Akibat hal tersebut, sehingga Kekom I DPRD SBB, meminta kepada TP PKK SBB semestinya mengarahkan program- programnya untuk membenahi persoalan-persoalan yang terjadi di masyarakat, seperti menurunkan angka stunting yang tinggi.

Menurutnya, anggaran sebesar Rp1,3 Milyar tersebut, adalah angka tertinggi melebihi anggaran dari Organisasi Perangkat Daerah (OPD) di Pemerintah Daerah SBB. Karena anggaran tersebut bersumber dari APBD SBB tahun 2025 dan menempel di Dinas Pemberdayaan Masyarakat dan Desa (DPMD) Kabupaten SBB.

“Saat pihak DPRD mempertanyakan ke Dinas PMD, pihaknya mendapatkan jawaban yang tidak substansif dengan kegiatan tersebut, yaitu dimana Kadis PMD menyatakan anggaran tersebut terpakai untuk Karang Taruna dan Pembentukan Kesatuan Masyarakat Hukum Adat,” terang Recyson.

Olehnya itu kata dia, ia meminta kepada APIP dan Aparat Penegak Hukum (APH) melakukan audit investigasi secara transparan dan akuntabilitas kepada publik atas penggunaan anggaran-anggaran tersebut, pasalnya saat ini masyarakat SBB sementara masih hidup, dalam jeratan kemiskinan.

“Akan tetapi masih ada pihak yang masih menghabiskan anggaran negara untuk kepentingan yang tidak tepat sasaran,” katanya.

Recyson menegaskan, kritiknya terhadap TP-PKK SBB tersebut, bukan didasarkan pada konflik interest tetapi sebagai Anggota DPRD. Ia harus melaksanakan fungsi pengawasan terhadap penyelenggaraan pemerintahan yang diamanatkan Undang-Undang (Undang).

Kekom I DPRD SBB menyebut, protesnya terhadap Ketua TP-PKK SBB adalah, sebab semua orang sama di mata hukum dan juga untuk memenuhi rasa keadilan masyarakat SBB yang luput dari perhatian Pemerintah.

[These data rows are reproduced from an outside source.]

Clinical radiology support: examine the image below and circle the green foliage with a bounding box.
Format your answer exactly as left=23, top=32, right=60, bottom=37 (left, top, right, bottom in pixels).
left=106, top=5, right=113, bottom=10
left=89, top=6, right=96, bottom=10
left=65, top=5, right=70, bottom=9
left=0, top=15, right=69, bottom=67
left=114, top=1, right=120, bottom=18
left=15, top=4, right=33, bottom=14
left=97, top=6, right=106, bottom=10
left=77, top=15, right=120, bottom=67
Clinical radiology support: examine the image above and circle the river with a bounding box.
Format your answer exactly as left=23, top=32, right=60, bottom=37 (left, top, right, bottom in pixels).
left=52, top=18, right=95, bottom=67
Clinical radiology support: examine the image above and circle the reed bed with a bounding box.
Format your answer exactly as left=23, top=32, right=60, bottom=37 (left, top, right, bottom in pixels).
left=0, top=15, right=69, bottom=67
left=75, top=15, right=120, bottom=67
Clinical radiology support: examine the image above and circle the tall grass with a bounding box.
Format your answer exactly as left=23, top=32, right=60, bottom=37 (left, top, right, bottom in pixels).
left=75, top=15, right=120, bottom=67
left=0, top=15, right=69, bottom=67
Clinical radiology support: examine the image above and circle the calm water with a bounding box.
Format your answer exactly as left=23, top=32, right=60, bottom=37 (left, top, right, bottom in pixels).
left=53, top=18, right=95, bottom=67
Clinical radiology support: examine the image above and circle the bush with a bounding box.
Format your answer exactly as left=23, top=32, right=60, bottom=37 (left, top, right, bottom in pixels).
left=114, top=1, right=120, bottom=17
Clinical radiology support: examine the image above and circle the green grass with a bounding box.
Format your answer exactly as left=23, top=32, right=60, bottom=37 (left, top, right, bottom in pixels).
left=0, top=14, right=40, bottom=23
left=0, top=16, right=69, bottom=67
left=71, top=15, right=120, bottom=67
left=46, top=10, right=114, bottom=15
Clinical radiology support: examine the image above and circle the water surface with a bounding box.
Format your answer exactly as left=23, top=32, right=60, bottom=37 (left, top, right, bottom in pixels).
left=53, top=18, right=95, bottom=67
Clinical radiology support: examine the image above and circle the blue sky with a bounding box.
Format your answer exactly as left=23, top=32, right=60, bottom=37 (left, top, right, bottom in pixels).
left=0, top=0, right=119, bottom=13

“Kritik yang saya sampaikan ini bukan benci tapi bagian dari koreksi untuk memperbaiki kinerja yang dianggap gagal,” tegasnya.

Recyson menambahkan, pencegahan stunting mendapat perhatian tersendiri bagi Pemda SBB, misalnya di jaman Penjabat Bupati SBB, Dr Acmad Jais Ely ST M.Si, masih menggunakan slogan Kasi Bening SBB yang artinya Kasi Benahi Stanting SBB.***/Nicko

Example 300250
Example 120x600
error: Content is protected !!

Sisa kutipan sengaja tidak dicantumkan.